Entering the witness box for the first time in the two-month trial, Sun news editor Chris Pharo said that all cash payments had to be approved by the Sun’s deputy editor or editor.
He and five other Sun journalists – including its managing editor Graham Dudman – are accused of conspiring to commit misconduct in a public office by arranging payments to public officials in return for stories.
At Kingston Crown Court, Nigel Rumfitt QC, took his client, Mr Pharo, through a series of emails from reporters requesting cash payments to various sources including one referred to as a “prison officer.”
Mr Rumfitt asked: “Is it your evidence that on occasions you forwarded this type of email chain to the editor?”, to which the news editor replied: “Yes.”
Mr Rumfitt continued: “And on occasion he or she would reply?”
Mr Pharo, who spoke earlier of the “very competitive” atmosphere at the newspaper, replied: “Yes.”
He confirmed that, although he had not known at the time, Mrs Brooks had extended to 2010 the date by which an email deletion police would destroy emails, and that as a consequence three million emails had gone missing.
News UK, which publishes the Sun, had produced no payment forms signed by Mrs Brooks before the start of the trial in October, Mr Pharo told the court.
However she said that at a subsequent social function when he raised the issue of the missing forms with the Sun’s deputy managing editor, Richard Barun, Mr Barun had told him that he had completed forms in his office.
Subsequently, News UK produced some forms to the court, Mr Pharo said, but added: “A very small number of them.”
He said there had been decades of “chequebook journalism” in the UK and that all tabloid papers paid for stories.
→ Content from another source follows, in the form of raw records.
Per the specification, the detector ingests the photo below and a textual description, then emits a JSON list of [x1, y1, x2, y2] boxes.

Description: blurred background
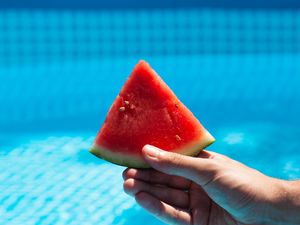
[[1, 1, 300, 225]]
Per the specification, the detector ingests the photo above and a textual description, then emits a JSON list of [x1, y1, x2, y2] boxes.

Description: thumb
[[142, 145, 219, 186]]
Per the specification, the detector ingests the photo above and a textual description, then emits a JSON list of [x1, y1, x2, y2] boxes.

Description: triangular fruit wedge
[[90, 60, 215, 168]]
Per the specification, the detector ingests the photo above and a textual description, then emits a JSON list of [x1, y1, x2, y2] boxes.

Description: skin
[[122, 145, 300, 225]]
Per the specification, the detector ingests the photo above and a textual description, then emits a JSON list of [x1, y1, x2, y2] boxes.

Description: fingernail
[[143, 145, 159, 159]]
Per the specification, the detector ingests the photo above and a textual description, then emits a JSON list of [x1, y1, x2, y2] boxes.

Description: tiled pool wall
[[1, 9, 300, 132], [1, 9, 300, 65]]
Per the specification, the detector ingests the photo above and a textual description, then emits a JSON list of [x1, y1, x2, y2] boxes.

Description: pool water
[[1, 122, 300, 225], [1, 54, 300, 225], [1, 9, 300, 225]]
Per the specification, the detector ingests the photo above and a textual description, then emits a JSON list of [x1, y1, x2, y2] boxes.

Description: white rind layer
[[90, 130, 215, 168]]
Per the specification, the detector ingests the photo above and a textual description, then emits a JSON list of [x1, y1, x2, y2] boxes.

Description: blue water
[[1, 9, 300, 225]]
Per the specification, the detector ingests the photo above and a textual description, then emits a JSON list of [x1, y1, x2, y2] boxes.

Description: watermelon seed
[[175, 135, 181, 141], [124, 100, 130, 105], [175, 103, 179, 108], [119, 106, 126, 112]]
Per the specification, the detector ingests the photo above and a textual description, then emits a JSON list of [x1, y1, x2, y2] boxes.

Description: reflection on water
[[1, 121, 299, 225], [213, 122, 300, 179], [0, 134, 153, 225]]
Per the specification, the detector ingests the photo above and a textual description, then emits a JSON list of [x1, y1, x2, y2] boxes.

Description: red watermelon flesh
[[90, 60, 215, 168]]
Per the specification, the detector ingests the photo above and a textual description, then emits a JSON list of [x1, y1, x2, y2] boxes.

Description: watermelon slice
[[90, 60, 215, 168]]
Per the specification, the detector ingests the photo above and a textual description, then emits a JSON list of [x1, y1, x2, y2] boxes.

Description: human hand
[[123, 145, 300, 225]]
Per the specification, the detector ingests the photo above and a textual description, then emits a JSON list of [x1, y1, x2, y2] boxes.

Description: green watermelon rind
[[89, 130, 215, 168]]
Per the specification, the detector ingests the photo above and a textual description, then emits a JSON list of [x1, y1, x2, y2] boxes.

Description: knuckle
[[171, 209, 183, 225], [208, 161, 222, 178], [209, 160, 221, 173], [198, 160, 222, 186], [169, 153, 184, 167], [173, 209, 180, 219], [123, 179, 133, 194], [153, 201, 164, 217], [159, 152, 185, 172]]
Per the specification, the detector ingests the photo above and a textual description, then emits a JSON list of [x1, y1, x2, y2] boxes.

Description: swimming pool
[[1, 9, 300, 225]]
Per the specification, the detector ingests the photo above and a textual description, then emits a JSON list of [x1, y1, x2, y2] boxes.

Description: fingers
[[189, 184, 212, 225], [123, 168, 191, 190], [123, 178, 189, 208], [135, 192, 191, 225], [142, 145, 221, 186]]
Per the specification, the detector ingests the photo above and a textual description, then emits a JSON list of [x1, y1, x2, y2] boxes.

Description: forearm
[[267, 180, 300, 225], [284, 180, 300, 224]]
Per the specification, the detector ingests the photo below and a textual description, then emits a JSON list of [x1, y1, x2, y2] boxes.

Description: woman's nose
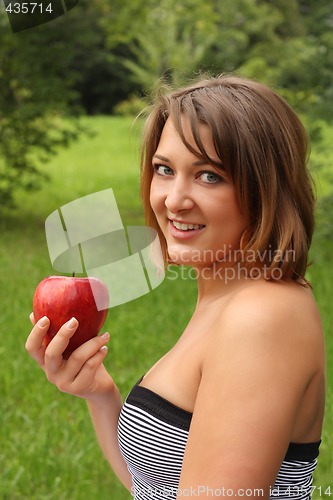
[[164, 181, 194, 213]]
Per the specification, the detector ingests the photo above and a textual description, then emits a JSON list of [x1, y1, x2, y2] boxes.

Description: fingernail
[[100, 345, 108, 353], [38, 316, 49, 327], [67, 317, 78, 329], [101, 332, 110, 341]]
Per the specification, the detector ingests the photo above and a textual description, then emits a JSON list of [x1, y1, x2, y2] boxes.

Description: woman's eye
[[153, 164, 173, 176], [199, 171, 223, 184]]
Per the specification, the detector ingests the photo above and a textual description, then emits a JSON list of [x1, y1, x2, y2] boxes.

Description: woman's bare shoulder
[[201, 278, 325, 407], [214, 278, 324, 349], [186, 279, 324, 491], [226, 278, 320, 322]]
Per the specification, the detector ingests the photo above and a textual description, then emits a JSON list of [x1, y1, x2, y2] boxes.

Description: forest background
[[1, 0, 333, 208], [0, 0, 332, 498]]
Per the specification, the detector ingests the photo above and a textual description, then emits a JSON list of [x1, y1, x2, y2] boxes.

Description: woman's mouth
[[168, 219, 206, 239], [172, 220, 205, 231]]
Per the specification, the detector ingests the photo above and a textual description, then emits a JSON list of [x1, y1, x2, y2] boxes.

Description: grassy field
[[0, 116, 332, 499]]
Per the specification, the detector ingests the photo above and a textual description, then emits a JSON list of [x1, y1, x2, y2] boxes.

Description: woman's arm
[[177, 288, 322, 498], [86, 383, 132, 491], [25, 315, 132, 492]]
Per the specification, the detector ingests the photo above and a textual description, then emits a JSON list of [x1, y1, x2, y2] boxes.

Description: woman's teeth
[[172, 221, 205, 231]]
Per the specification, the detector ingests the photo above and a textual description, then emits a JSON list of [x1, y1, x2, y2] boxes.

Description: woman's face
[[149, 117, 249, 268]]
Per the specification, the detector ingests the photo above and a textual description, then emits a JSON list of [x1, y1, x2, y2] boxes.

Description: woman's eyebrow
[[192, 158, 225, 169], [153, 154, 223, 168], [192, 159, 211, 166], [153, 154, 170, 163], [153, 154, 208, 165]]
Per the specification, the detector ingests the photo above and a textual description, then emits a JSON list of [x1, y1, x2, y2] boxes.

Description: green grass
[[0, 116, 332, 499]]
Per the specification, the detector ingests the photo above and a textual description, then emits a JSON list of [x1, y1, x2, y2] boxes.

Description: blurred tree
[[112, 0, 332, 122], [107, 0, 216, 93], [298, 0, 333, 120], [238, 0, 333, 120], [0, 13, 82, 209], [0, 0, 114, 209], [68, 0, 141, 114], [1, 0, 332, 209], [202, 0, 289, 73]]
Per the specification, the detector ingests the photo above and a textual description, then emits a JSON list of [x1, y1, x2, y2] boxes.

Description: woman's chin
[[167, 246, 196, 266], [166, 247, 214, 267]]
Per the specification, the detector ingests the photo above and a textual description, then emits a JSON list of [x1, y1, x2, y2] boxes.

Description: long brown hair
[[140, 76, 315, 283]]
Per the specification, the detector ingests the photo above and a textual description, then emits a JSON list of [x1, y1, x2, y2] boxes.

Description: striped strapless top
[[118, 378, 320, 499]]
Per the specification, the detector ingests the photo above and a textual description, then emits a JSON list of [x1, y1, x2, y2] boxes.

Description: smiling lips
[[169, 219, 206, 240], [172, 220, 205, 231]]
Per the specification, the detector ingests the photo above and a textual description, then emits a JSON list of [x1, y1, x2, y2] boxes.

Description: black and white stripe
[[117, 381, 320, 500], [271, 458, 318, 499]]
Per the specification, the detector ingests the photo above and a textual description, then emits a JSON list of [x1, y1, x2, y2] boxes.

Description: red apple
[[33, 276, 109, 359]]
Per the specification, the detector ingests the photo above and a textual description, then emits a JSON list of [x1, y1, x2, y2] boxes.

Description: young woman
[[26, 76, 326, 499]]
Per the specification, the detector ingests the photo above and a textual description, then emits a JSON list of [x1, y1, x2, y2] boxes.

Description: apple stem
[[72, 272, 75, 277]]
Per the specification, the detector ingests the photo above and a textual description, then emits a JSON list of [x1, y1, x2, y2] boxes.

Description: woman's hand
[[26, 314, 133, 490], [25, 313, 114, 401]]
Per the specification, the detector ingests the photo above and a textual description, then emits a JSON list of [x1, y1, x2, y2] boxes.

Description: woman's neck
[[194, 261, 251, 306]]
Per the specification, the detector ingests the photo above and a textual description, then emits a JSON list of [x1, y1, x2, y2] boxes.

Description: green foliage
[[0, 110, 82, 209], [203, 0, 290, 70], [119, 0, 216, 91], [0, 12, 83, 209], [0, 0, 139, 210], [113, 94, 148, 117], [316, 194, 333, 243], [240, 0, 333, 119], [110, 0, 333, 122], [1, 0, 333, 209]]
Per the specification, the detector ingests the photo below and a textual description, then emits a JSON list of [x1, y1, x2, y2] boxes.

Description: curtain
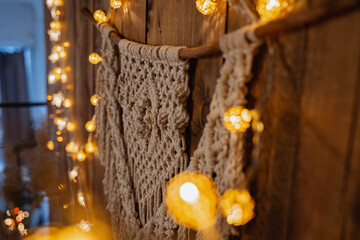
[[0, 51, 33, 143]]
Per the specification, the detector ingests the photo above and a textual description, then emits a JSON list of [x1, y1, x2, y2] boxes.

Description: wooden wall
[[64, 0, 360, 239]]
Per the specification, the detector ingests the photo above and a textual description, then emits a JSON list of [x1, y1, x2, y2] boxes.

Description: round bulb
[[66, 122, 76, 132], [196, 0, 217, 15], [50, 21, 61, 31], [110, 0, 122, 9], [85, 142, 96, 153], [77, 150, 86, 161], [90, 94, 100, 106], [47, 94, 53, 101], [89, 53, 102, 64], [63, 99, 72, 108], [93, 10, 107, 23], [179, 182, 200, 204], [85, 120, 96, 132], [47, 141, 54, 151]]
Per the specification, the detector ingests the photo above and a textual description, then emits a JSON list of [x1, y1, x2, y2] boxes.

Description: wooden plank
[[226, 4, 307, 240], [112, 0, 147, 43], [286, 10, 360, 240]]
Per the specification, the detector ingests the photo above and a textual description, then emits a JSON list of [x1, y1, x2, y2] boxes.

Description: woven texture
[[96, 33, 190, 239], [95, 23, 262, 239], [189, 25, 262, 239]]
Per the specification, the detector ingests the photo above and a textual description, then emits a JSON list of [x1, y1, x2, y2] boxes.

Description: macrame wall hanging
[[94, 18, 262, 239]]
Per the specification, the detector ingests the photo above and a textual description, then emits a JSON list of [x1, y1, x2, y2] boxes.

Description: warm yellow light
[[76, 150, 86, 161], [46, 0, 63, 8], [66, 122, 76, 132], [196, 0, 217, 15], [90, 94, 100, 106], [179, 182, 200, 204], [110, 0, 122, 9], [48, 73, 56, 84], [223, 106, 252, 133], [85, 120, 96, 132], [69, 166, 79, 180], [63, 99, 72, 108], [85, 142, 96, 153], [50, 21, 61, 31], [77, 192, 86, 207], [166, 171, 218, 230], [220, 189, 255, 226], [63, 41, 70, 47], [47, 94, 53, 101], [56, 131, 61, 135], [77, 220, 92, 232], [51, 92, 64, 108], [61, 73, 68, 83], [54, 117, 64, 126], [47, 141, 55, 151], [88, 53, 102, 65], [48, 29, 61, 42], [54, 67, 62, 74], [63, 204, 68, 209], [56, 10, 61, 15], [48, 52, 59, 63], [58, 184, 64, 190], [93, 10, 108, 23], [66, 142, 75, 153], [257, 0, 292, 21], [57, 136, 63, 142]]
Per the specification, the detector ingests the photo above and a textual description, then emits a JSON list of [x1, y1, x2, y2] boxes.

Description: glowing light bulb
[[89, 53, 102, 64], [223, 106, 252, 133], [49, 52, 60, 63], [76, 150, 86, 161], [63, 41, 70, 47], [47, 141, 55, 150], [47, 94, 53, 101], [51, 92, 65, 108], [48, 73, 56, 84], [50, 21, 61, 31], [85, 142, 96, 153], [48, 29, 61, 41], [46, 0, 63, 7], [220, 189, 255, 226], [56, 131, 61, 135], [90, 94, 100, 106], [58, 184, 64, 190], [110, 0, 122, 9], [179, 182, 200, 204], [196, 0, 217, 15], [77, 192, 86, 207], [85, 120, 96, 132], [66, 122, 76, 132], [257, 0, 292, 21], [66, 141, 77, 153], [4, 218, 12, 226], [57, 136, 63, 142], [63, 99, 72, 108], [77, 219, 92, 232], [166, 171, 218, 230], [63, 204, 69, 209], [69, 166, 79, 180], [61, 73, 68, 83], [93, 10, 108, 23], [54, 67, 62, 74]]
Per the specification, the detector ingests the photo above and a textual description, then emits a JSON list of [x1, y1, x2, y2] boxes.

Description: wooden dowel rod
[[81, 0, 360, 59]]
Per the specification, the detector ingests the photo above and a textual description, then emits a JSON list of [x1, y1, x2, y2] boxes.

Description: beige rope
[[95, 22, 262, 239]]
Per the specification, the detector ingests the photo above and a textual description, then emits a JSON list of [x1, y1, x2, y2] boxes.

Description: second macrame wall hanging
[[95, 19, 263, 239]]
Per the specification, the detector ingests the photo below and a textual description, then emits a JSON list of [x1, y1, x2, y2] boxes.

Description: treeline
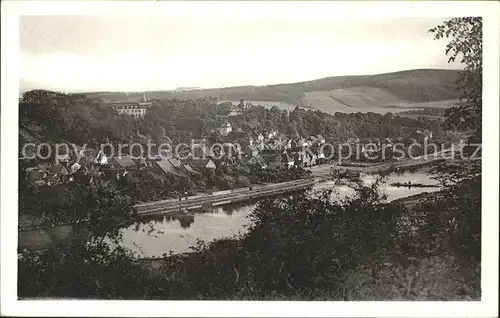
[[234, 105, 444, 140], [399, 108, 448, 117], [19, 178, 134, 230]]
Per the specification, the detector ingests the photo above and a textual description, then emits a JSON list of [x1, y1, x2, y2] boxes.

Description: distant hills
[[73, 69, 462, 114], [175, 87, 202, 92]]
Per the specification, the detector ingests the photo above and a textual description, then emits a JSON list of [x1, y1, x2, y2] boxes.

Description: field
[[304, 88, 403, 114], [303, 89, 459, 115]]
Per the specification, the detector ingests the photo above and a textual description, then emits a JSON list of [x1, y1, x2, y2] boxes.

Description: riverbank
[[134, 178, 315, 216], [389, 182, 439, 188], [392, 190, 445, 210], [308, 157, 445, 177]]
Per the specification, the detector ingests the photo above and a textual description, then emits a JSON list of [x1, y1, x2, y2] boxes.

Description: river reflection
[[120, 170, 440, 257], [121, 203, 256, 257], [314, 169, 440, 202]]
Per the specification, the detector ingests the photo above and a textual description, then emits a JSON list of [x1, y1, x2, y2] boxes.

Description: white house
[[219, 121, 232, 136], [265, 129, 278, 140]]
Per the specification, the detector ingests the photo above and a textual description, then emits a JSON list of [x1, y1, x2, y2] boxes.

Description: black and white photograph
[[1, 1, 498, 317]]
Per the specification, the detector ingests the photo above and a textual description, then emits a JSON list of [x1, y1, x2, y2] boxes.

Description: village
[[20, 98, 439, 198], [21, 122, 326, 191]]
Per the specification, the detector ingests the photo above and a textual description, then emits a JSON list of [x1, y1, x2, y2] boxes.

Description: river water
[[120, 170, 440, 257]]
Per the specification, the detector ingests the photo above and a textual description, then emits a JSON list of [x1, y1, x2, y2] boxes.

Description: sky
[[19, 14, 461, 92]]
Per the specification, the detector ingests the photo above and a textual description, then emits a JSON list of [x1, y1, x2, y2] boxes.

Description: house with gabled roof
[[33, 180, 48, 188], [25, 167, 47, 183], [414, 129, 433, 141], [311, 146, 326, 163], [188, 158, 216, 172], [111, 155, 137, 170], [264, 129, 278, 140], [55, 153, 71, 164], [289, 139, 299, 150], [48, 164, 70, 183], [248, 132, 263, 147], [263, 142, 278, 151], [69, 162, 82, 174], [153, 159, 189, 178], [246, 154, 267, 170], [219, 121, 232, 136], [75, 148, 108, 168], [281, 153, 295, 169], [291, 148, 316, 167], [37, 162, 51, 173], [298, 137, 310, 148], [247, 144, 260, 157], [183, 163, 201, 176], [316, 135, 326, 144], [133, 157, 149, 169], [260, 149, 293, 169], [252, 131, 264, 142]]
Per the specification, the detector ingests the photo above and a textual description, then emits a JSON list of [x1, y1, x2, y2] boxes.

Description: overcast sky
[[20, 15, 460, 92]]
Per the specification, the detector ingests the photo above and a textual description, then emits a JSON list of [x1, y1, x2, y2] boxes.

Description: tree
[[429, 18, 482, 139], [288, 120, 299, 137], [424, 18, 482, 282]]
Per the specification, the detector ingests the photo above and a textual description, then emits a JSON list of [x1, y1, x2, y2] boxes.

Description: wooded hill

Cash payments were perhaps 5% of all contributor payments.
Mr Pharo, who has been suspended on full pay, told the court: “I would like to live in a country where people were motivated to call newspapers out of the goodness of their hearts, but that’s sadly not the case.”
Asked about payments to prison officers and police officers etc, he said he knew, in general, that the Sun paid public officials.
But he added that he did not know of any single identifiable public official in any story for which he had authorised a payment.
However, he told the jury, that had he known, he would have found some of the payments for which he is being tried justifiable because they were in the public interest.
These included the discovery of a large stash of heroin in a cell at Swaleside Prison.
Mr Pharo and his five co-accused – Graham Dudman, John Edwards, Ben O’Driscoll, Jamie Pyatt and John Troup – deny all charges.